Chicago mayoral candidate Lori Lightfoot joined with a group of local artists at City Hall today to announce a policy to advance arts and culture in Chicago. Local artists included Guitars over Guns Regional Director Andrew DeMuro and Community Partners Specialist Phil Jacobsen, Chicago and Broadway Theater Director Gary Griffin, Joel Hall Dancers and Center Founder Joel Hall, Choreographer and Director Kevin Iega Jeff, Actor and Director Amy Morton, Author Sara Paretsky, 2nd Story Chicago Managing Director Lauren Sivak, and Actor and Director Kristina Valada-Viars. The full policy is available here.

“Arts and culture serve as an economic engine that generates thousands of jobs and spurs diverse business development in the Loop and our neighborhoods,” said Lightfoot. “And as we work to revitalize and uplift our neighborhoods, we must include the voices and creativity of artists and arts organizations. But, we cannot have a vibrant and diverse arts community if our neighborhoods are not safe, if there are limited community assets, if housing is not affordable, if access to healthcare is limited, if our neighborhood schools and afterschool organizations are not healthy and do not include diverse arts education programs.”

“Lori Lightfoot’s comprehensive, wise, and realistic vision for the arts in her administration is essentially aimed at the role the arts can play in strengthening the sense of community for all Chicagoans,” said author Stuart Dybek. “The arts are central in defining the greatness of the city for those who come to visit, and even more for those who live in it and for young who are raised in it. The beauty of Chicago as reflected in its famous architecture, music, literature, theater, visual arts, and culinary arts creates tourism and enhances our daily lives.

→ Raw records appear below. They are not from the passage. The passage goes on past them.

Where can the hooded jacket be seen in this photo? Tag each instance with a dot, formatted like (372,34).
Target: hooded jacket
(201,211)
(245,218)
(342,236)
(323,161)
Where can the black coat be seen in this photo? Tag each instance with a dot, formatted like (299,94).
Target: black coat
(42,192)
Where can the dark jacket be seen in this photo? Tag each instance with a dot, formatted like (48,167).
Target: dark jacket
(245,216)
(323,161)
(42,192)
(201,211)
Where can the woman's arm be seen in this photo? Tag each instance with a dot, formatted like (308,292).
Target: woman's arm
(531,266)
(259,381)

And Lightfoot understands the arts can have a profound and inclusive power in educating and nurturing our young.”

“Our city needs a leader who understands the power of art from all angles: education, economics, cultural, and the ability of art to be one of the last reasons we all come together face to face,” said artist Nick Cave. “Lori understands that in an increasingly digital world, we must make space for all voices to express to one another, and that artists must be in conversation with all Chicagoans to address our city’s most pressing challenges.”

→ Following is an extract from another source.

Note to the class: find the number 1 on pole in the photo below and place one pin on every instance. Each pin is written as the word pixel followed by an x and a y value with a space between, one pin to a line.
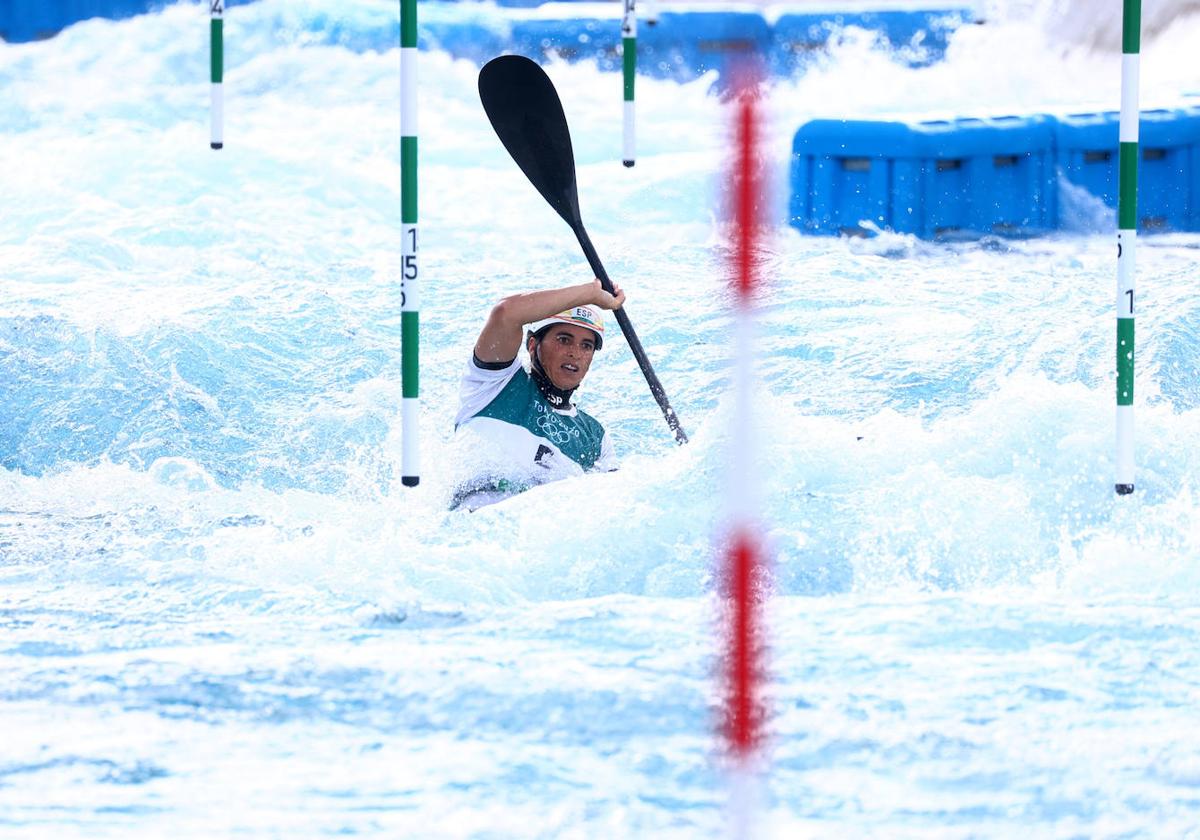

“Lori Lightfoot understands that engagement in the arts makes for better citizens,” said actor, director, and Steppenwolf Theater Company member Amy Morton. “That every public school in every Chicago neighborhood should have an arts program built into their curriculum. And that where artists make their home, communities flourish.”

Lightfoot’s plan to advance arts and culture includes the following:

  • Prioritize funding for the Department of Cultural Affairs and Special Events for increased equitable grantmaking and microfinancing to individual artists, arts organizations and arts corridors.
  • Audit and streamline city licensing and permitting regulations, including the Public Performance and Amusement license.
  • Develop an Artist-in-Residence program to build job opportunities for artists and mentorship opportunities for young people.
  • Bring together ideas and resources from the city, philanthropy, culture and the arts to develop policies and strategies to keep artists living and working in Chicago.
  • Build investment in Chicago’s public art program by overhauling the Percent for Art ordinance.
  • Enhance the voices of socially-active artists to encourage civic engagement and support developing creative conversations and solutions to our city’s biggest challenges.